(Coccidae) vormen een familie van Halfvleugeligen, die gekenmerkt is door de vèrgaande reductie der voortbewegingsorganen van de wijfjes, welke, met name bij de onderfamilie Diaspinae, niet slechts vleugel- en pootloos worden, doch ook ogen en antennen verliezen, zodat zij als een schildje of knobbeltje, dat nauwelijks meer aan een insect doet denken, op de planten zitten. Bij de in enkele gevallen eveneens vleugelloze, doch doorgaans tweevleugelige mannetjes zijn de monddelen rudimentair geworden, zodat zij geen voedsel meer kunnen opnemen.

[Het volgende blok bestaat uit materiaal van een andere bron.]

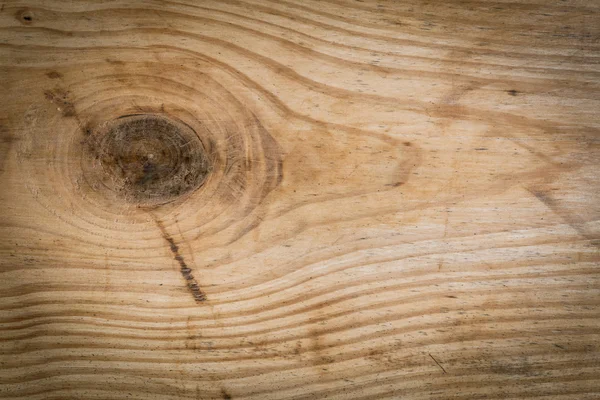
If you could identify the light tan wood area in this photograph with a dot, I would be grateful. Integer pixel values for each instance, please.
(297, 199)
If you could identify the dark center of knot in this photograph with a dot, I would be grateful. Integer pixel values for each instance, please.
(150, 159)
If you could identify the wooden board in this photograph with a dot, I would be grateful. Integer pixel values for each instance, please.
(299, 199)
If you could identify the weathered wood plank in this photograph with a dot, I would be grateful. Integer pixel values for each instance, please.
(299, 199)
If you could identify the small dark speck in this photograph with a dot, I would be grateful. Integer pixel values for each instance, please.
(54, 75)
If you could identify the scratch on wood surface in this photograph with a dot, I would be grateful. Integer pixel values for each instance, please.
(439, 365)
(185, 270)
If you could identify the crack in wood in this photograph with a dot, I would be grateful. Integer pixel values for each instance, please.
(185, 270)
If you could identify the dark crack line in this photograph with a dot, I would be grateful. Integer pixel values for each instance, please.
(439, 365)
(186, 271)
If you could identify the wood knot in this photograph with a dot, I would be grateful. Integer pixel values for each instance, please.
(149, 159)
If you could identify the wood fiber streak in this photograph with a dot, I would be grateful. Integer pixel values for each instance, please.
(299, 199)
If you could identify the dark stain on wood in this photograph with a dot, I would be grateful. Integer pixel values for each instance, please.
(54, 75)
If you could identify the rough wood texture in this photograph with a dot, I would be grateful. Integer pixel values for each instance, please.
(296, 199)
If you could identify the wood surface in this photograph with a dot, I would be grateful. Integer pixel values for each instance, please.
(299, 199)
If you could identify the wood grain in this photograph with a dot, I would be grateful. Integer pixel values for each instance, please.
(295, 199)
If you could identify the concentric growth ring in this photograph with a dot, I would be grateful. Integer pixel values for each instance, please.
(148, 159)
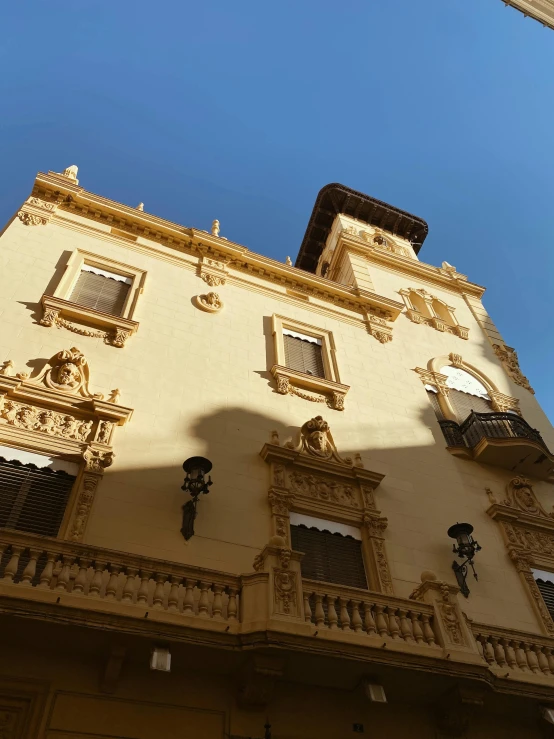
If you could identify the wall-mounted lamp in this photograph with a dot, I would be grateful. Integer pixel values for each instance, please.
(466, 550)
(196, 484)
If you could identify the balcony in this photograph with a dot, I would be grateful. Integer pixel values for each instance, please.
(501, 439)
(60, 582)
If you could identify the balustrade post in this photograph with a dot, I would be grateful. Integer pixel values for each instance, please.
(10, 571)
(81, 579)
(48, 571)
(31, 568)
(173, 597)
(217, 605)
(130, 584)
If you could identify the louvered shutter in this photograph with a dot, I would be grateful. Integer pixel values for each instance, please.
(304, 356)
(464, 403)
(329, 557)
(433, 399)
(32, 499)
(547, 591)
(100, 292)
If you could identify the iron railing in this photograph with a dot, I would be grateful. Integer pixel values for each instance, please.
(479, 426)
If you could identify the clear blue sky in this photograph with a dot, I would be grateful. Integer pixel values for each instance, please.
(243, 110)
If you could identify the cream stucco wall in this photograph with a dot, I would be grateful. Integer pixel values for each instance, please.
(199, 383)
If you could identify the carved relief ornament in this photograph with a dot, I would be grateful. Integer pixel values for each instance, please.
(528, 531)
(56, 413)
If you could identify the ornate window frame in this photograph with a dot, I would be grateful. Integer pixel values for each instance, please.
(329, 389)
(54, 413)
(58, 310)
(311, 478)
(433, 377)
(528, 533)
(432, 318)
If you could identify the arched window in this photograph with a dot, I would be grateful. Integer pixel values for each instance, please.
(467, 393)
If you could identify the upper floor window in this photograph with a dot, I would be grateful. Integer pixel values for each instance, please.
(102, 290)
(303, 353)
(34, 490)
(332, 552)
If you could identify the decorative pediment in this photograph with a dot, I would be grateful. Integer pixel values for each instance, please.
(55, 410)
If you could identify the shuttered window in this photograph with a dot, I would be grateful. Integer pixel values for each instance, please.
(464, 403)
(329, 557)
(547, 591)
(303, 354)
(101, 290)
(32, 499)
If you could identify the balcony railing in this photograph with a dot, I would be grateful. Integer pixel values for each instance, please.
(47, 569)
(502, 439)
(336, 607)
(478, 426)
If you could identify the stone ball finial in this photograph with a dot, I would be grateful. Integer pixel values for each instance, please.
(277, 541)
(428, 575)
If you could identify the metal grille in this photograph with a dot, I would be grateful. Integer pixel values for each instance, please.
(304, 356)
(100, 292)
(329, 557)
(547, 592)
(464, 403)
(32, 499)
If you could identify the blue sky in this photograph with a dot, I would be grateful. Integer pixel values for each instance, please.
(242, 111)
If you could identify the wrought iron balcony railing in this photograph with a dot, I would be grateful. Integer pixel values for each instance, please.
(478, 426)
(502, 439)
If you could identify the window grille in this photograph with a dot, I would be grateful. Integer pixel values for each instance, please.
(329, 557)
(304, 355)
(32, 499)
(101, 290)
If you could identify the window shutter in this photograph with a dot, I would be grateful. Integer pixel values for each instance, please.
(304, 356)
(433, 399)
(100, 292)
(32, 499)
(547, 591)
(464, 403)
(329, 557)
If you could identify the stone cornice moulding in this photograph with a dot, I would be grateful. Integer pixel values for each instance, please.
(453, 281)
(134, 224)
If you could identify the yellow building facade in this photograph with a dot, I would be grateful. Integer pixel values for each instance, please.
(354, 408)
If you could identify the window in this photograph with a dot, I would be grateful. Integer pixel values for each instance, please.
(303, 353)
(33, 498)
(545, 583)
(330, 555)
(305, 360)
(99, 295)
(101, 290)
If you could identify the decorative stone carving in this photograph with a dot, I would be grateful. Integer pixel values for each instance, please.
(285, 592)
(83, 507)
(47, 421)
(97, 461)
(31, 219)
(211, 303)
(104, 432)
(508, 356)
(317, 441)
(315, 486)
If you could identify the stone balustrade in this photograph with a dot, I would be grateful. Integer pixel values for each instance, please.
(336, 607)
(36, 565)
(515, 654)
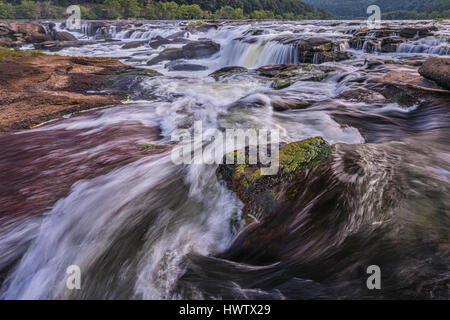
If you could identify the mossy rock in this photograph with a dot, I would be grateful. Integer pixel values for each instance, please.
(306, 72)
(262, 194)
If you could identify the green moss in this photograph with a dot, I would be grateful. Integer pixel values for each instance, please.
(148, 146)
(37, 53)
(298, 155)
(293, 194)
(293, 158)
(326, 46)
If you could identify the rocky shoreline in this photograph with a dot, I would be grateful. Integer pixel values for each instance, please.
(35, 88)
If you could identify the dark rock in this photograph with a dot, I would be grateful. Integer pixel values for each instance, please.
(185, 67)
(201, 49)
(168, 54)
(362, 95)
(438, 70)
(286, 74)
(59, 45)
(203, 27)
(63, 36)
(415, 32)
(227, 71)
(193, 50)
(133, 44)
(261, 194)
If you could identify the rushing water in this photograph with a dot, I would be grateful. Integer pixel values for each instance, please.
(149, 229)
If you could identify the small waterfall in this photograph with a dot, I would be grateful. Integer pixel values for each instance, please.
(258, 54)
(427, 46)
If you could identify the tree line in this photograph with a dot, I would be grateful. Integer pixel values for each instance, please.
(164, 10)
(398, 9)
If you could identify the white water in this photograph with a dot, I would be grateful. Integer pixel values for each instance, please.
(182, 210)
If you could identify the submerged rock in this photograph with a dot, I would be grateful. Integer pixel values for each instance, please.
(160, 41)
(262, 195)
(318, 50)
(362, 95)
(201, 27)
(192, 50)
(227, 71)
(176, 66)
(59, 45)
(281, 104)
(408, 88)
(134, 44)
(63, 36)
(285, 75)
(35, 88)
(16, 34)
(438, 70)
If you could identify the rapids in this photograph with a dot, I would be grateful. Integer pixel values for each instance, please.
(148, 229)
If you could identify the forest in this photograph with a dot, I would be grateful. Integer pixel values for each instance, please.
(167, 10)
(399, 9)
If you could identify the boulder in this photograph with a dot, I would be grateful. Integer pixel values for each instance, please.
(438, 70)
(63, 36)
(201, 49)
(59, 45)
(133, 44)
(319, 50)
(227, 71)
(201, 27)
(415, 32)
(168, 54)
(261, 194)
(285, 104)
(160, 41)
(185, 67)
(362, 95)
(286, 74)
(193, 50)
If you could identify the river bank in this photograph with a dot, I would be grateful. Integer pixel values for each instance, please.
(363, 119)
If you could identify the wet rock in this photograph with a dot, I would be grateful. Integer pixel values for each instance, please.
(202, 49)
(285, 75)
(261, 194)
(168, 54)
(202, 27)
(36, 88)
(438, 70)
(14, 34)
(156, 43)
(415, 32)
(390, 44)
(362, 95)
(227, 71)
(134, 44)
(59, 45)
(285, 104)
(63, 36)
(408, 88)
(318, 50)
(185, 67)
(193, 50)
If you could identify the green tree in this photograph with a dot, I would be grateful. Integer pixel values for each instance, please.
(27, 10)
(238, 14)
(226, 12)
(189, 12)
(111, 9)
(149, 12)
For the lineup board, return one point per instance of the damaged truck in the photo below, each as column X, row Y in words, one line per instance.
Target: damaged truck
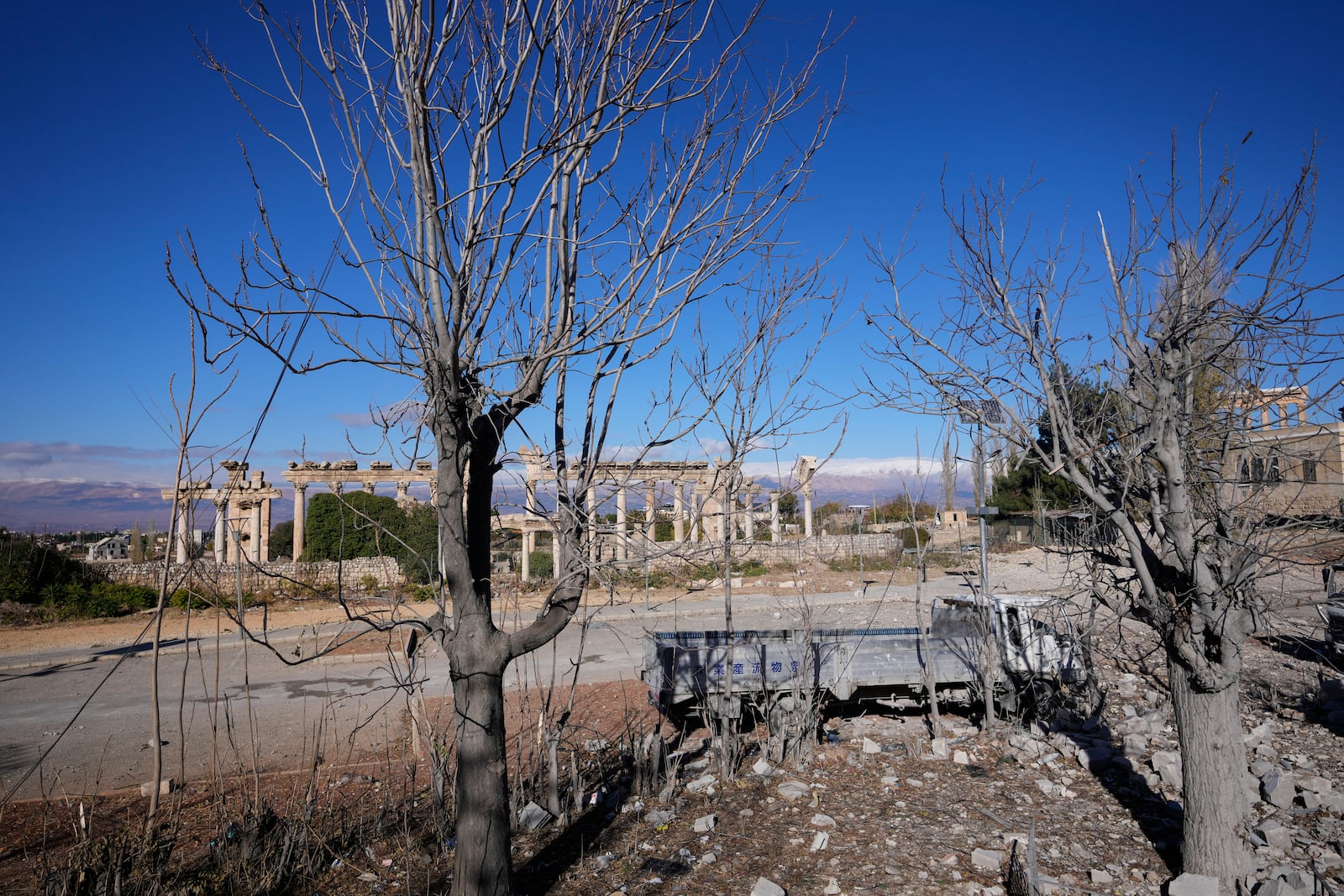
column 1025, row 645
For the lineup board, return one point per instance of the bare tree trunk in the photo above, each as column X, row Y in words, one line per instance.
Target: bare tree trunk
column 1213, row 768
column 483, row 866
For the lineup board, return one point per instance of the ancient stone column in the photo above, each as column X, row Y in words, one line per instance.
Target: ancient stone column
column 591, row 508
column 221, row 539
column 528, row 535
column 300, row 517
column 620, row 523
column 259, row 533
column 678, row 513
column 651, row 517
column 265, row 531
column 181, row 512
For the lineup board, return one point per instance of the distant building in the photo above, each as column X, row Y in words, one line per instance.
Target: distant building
column 1281, row 465
column 116, row 547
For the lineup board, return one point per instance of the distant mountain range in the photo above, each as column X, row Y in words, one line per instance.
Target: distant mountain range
column 60, row 506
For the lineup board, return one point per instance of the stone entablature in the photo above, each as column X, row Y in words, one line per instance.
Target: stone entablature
column 703, row 510
column 276, row 577
column 335, row 474
column 242, row 513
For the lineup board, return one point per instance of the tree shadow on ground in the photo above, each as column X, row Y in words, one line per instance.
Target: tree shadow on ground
column 584, row 836
column 1159, row 820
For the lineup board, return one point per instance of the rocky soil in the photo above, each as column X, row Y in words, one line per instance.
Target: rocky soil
column 884, row 806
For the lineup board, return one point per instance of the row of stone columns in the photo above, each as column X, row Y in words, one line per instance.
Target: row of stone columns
column 705, row 527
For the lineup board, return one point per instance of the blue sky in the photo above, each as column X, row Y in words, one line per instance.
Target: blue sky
column 118, row 139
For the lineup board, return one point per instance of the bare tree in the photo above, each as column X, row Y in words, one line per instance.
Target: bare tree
column 750, row 385
column 534, row 195
column 1200, row 298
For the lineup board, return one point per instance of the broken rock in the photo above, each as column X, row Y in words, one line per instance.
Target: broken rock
column 766, row 887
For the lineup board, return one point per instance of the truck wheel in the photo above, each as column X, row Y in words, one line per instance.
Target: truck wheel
column 784, row 721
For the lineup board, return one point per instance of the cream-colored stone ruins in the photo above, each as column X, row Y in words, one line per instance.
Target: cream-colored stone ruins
column 692, row 495
column 702, row 503
column 242, row 513
column 336, row 474
column 1285, row 465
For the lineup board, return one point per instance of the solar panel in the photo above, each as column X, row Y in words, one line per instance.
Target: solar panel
column 980, row 410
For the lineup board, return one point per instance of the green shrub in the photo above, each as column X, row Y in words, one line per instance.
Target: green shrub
column 749, row 567
column 913, row 537
column 870, row 562
column 541, row 564
column 181, row 598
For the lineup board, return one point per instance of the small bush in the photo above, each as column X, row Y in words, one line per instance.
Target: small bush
column 181, row 598
column 542, row 564
column 870, row 562
column 913, row 537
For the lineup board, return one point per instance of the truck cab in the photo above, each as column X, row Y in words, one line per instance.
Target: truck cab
column 1034, row 634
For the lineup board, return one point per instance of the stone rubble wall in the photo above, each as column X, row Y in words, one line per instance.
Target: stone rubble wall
column 269, row 577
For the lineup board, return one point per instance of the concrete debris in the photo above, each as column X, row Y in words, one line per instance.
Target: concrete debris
column 533, row 815
column 765, row 887
column 987, row 859
column 1194, row 886
column 702, row 785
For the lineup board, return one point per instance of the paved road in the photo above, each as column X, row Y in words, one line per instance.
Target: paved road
column 233, row 696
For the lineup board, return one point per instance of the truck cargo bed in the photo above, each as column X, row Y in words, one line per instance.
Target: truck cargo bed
column 687, row 665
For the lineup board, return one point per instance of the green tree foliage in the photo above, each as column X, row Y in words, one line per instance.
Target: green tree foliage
column 902, row 510
column 369, row 526
column 30, row 570
column 1028, row 485
column 281, row 539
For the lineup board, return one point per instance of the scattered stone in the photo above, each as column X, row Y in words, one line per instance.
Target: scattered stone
column 1135, row 745
column 702, row 785
column 1191, row 884
column 1316, row 785
column 165, row 786
column 660, row 817
column 1277, row 789
column 1274, row 835
column 1167, row 765
column 533, row 815
column 1095, row 758
column 765, row 887
column 1281, row 887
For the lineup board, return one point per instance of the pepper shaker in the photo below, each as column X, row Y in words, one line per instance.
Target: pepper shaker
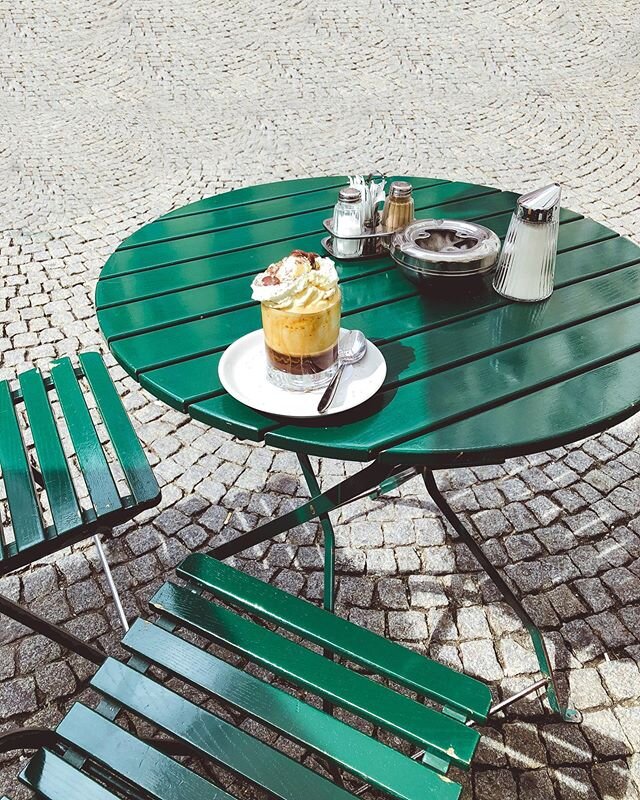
column 398, row 209
column 348, row 221
column 527, row 263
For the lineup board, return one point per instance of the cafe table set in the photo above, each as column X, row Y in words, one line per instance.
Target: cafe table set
column 409, row 324
column 455, row 373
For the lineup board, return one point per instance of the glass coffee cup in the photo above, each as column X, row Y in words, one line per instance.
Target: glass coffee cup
column 301, row 305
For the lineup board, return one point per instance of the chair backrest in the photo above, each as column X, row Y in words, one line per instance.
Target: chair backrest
column 44, row 518
column 212, row 733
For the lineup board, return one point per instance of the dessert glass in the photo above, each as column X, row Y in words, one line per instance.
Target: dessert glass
column 301, row 302
column 302, row 346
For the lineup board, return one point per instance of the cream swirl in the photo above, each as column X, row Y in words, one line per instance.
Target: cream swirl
column 300, row 282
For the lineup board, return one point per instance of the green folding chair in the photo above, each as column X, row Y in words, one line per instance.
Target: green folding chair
column 407, row 697
column 45, row 486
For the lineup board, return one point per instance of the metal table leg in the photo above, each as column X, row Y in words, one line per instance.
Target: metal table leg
column 568, row 714
column 329, row 535
column 373, row 479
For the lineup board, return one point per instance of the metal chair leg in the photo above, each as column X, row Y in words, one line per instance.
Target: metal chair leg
column 112, row 586
column 540, row 647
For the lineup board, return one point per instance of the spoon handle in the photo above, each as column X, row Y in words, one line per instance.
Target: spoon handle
column 330, row 391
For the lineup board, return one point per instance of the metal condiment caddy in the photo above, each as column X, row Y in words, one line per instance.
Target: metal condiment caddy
column 374, row 238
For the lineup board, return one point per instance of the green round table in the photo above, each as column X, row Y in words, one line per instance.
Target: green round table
column 471, row 380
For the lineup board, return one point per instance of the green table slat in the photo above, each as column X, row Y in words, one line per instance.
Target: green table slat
column 133, row 460
column 426, row 312
column 176, row 309
column 55, row 779
column 423, row 353
column 207, row 222
column 52, row 461
column 93, row 464
column 427, row 728
column 139, row 763
column 122, row 289
column 577, row 408
column 16, row 474
column 156, row 348
column 256, row 194
column 206, row 244
column 342, row 637
column 417, row 407
column 195, row 379
column 182, row 305
column 119, row 289
column 358, row 753
column 212, row 736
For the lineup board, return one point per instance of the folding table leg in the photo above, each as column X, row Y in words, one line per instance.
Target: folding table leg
column 568, row 714
column 111, row 583
column 368, row 480
column 329, row 535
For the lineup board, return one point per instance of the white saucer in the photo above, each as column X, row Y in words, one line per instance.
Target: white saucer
column 242, row 371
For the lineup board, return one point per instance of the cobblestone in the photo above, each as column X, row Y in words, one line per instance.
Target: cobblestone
column 524, row 114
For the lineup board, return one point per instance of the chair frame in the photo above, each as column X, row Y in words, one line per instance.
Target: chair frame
column 92, row 524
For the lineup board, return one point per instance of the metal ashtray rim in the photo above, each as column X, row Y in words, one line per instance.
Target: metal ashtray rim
column 418, row 261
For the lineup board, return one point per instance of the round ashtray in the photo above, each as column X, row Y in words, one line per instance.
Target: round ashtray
column 444, row 248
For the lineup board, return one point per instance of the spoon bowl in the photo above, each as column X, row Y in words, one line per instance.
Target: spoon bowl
column 351, row 351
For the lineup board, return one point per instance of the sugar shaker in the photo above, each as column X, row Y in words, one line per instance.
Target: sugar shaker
column 527, row 263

Zoals alle Halfvleugeligen hebben de schildluizen stekendzuigende monddelen, waarvan de twee paar relatief zeer lange „steekborstels” (resp. voor- en achterkaken van de andere insecten) het voornaamste bestanddeel uitmaken. Deze vormen samen een lange, dunne zuiger, die in het plantenweefsel wordt gedreven waarvan de sappen deze dieren tot voedsel strekken. De jonge larven zijn aanvankelijk nog min of meer beweeglijk, zowel die, waaruit zich na een ingrijpende metamorphose de mannetjes ontwikkelen als de vrouwelijke larven. Op den duur worden de laatste echter steeds meer immobiel en zijn (bij de Diaspinae) ten slotte met hun zuiger vast aan de voedselplant verankerd.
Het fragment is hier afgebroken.